Track C — Chapter 16 Problem Set: Linear Regression

This problem set mirrors the Chapter 16 topics:

  • Prediction with a line of best fit: \(\hat{Y} = a + bX\)

  • Least squares logic (minimizing squared residuals)

  • Standard Error of the Estimate (SEE): “how wrong are our predictions on average?”

  • Multiple regression and incremental \(R^2\)

How to run

Run the script directly:

python -m scripts.psych_ch16_problem_set

Or run the unit tests:

pytest -q tests/test_psych_ch16_problem_set.py

Exercise 1 — Strong simple regression

You’re given a dataset with a clear linear relationship between x and y.

Tasks:

  1. Fit a simple linear regression predicting y from x.

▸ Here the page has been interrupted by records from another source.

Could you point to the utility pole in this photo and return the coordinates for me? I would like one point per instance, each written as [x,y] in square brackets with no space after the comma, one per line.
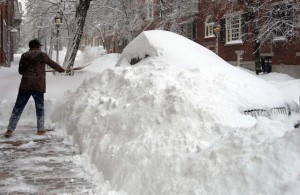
[8,50]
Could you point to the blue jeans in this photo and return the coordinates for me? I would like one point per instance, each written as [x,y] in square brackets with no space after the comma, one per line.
[22,99]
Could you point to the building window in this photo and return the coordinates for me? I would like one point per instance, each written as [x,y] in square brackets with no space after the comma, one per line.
[149,9]
[234,28]
[282,16]
[209,27]
[188,30]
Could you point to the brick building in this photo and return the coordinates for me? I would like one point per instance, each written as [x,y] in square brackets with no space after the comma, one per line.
[235,38]
[10,21]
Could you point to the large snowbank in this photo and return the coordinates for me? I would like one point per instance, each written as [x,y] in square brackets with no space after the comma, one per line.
[171,124]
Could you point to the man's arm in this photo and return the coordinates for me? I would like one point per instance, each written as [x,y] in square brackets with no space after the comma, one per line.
[21,65]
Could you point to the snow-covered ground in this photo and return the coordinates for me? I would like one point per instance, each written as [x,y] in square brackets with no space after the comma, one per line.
[172,123]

  2. Interpret the slope (what does a 1-unit change in x imply for y?).

  3. Report \(R^2\) and the SEE (standard error of estimate).

Expected pattern:

  • The slope is clearly non-zero (very small p-value).

  • \(R^2\) is moderate-to-high.

Exercise 2 — Weak/noisy regression

You’re given a dataset where the true relationship exists but is weak relative to noise.

Tasks:

  1. Fit a simple linear regression predicting y from x.

  2. Compare this model to Exercise 1: - What happens to \(R^2\)? - What happens to SEE?

Expected pattern:

  • \(R^2\) is small (close to 0).

  • SEE is larger (predictions are less accurate on average).

Exercise 3 — Multiple regression and incremental \(R^2\)

You’re given a dataset with two predictors x1 and x2. The predictors share variance, but both contribute to predicting y.

Tasks:

  1. Fit a simple regression: y ~ x1 and record \(R^2\).

  2. Fit a multiple regression: y ~ x1 + x2 and record \(R^2\).

  3. Compute the incremental improvement: \(\Delta R^2 = R^2_{(x1,x2)} - R^2_{(x1)}\).

  4. Interpret the coefficient for x2 (does it add unique predictive power?).

Expected pattern:

  • The multiple regression has meaningfully higher \(R^2\) than the x1-only model.

  • x2 is typically significant, showing unique contribution beyond x1.